Show HN: Online platform which helps you to get in touch with like-minded people - axelguy
http://www.collabfield.com
======
axelguy
Hello, I have just launched a website, where people can find other people with
similar or same interests. Let's say you are interested in programming or
music making, but you don't know anyone, who is interested in that field too.
This website allows you to look for people, who are in the same situation as
you are, they are interested in a particular field, but among their friend
circles there are no one who has interests in that field. You can check on the
website if someone is looking for another programmer, or whatever field you
are interested in, to share their tips, learning resources, feedback etc.
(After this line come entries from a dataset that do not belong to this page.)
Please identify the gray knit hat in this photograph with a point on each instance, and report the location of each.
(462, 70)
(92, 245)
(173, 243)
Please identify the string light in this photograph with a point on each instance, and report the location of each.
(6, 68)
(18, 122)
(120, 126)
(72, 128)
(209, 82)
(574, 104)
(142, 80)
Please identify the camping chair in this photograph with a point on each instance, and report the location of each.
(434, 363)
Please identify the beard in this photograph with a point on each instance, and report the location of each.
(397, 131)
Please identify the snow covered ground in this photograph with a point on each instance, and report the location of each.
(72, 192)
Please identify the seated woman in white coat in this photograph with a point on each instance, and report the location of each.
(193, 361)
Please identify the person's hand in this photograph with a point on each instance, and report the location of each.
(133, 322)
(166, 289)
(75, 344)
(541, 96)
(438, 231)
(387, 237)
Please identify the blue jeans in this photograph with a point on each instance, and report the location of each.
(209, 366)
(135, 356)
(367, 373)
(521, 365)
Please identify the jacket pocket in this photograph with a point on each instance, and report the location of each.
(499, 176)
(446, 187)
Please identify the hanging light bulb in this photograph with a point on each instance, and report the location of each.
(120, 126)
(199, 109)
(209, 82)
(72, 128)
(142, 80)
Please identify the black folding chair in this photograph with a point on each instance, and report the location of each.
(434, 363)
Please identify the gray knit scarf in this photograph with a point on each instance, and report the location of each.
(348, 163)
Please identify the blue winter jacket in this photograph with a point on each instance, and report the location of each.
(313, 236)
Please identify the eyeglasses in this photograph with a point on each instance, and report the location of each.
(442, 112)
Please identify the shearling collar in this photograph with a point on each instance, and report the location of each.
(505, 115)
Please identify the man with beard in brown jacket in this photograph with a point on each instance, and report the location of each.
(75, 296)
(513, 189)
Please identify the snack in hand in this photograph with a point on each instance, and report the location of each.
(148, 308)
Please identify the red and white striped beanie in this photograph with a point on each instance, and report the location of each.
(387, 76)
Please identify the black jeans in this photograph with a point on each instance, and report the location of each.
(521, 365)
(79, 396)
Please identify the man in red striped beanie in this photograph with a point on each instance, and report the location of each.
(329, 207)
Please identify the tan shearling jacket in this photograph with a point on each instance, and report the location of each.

If
there are no current posts with specific interests as yours, you can create a
post yourself, so other people could find you. Once you have found a post
which you like, you can leave a message to that person. In this platform you
can have private conversations or if you find more than one person, who is
interested in something, you can even create a group conversations.

Absolutely any feedback is appreciated

Thanks!

------
axelguy
I have noticed people leave the website without checking it out, because of
the landing page.

You can login with this account:

email:test@test.com

password: 123456

Just please don't post anything with it ; D

EDIT: as I see the landing page is a huge flaw, no one wants to register, so
everyone leaves after they see it. Will fix it in near future, so everyone
could see the site's content without dealing with the landing page.

UPDATE: updated the website. Now there is a version for non-signed in users.
You can see its content without dealing with the landing page.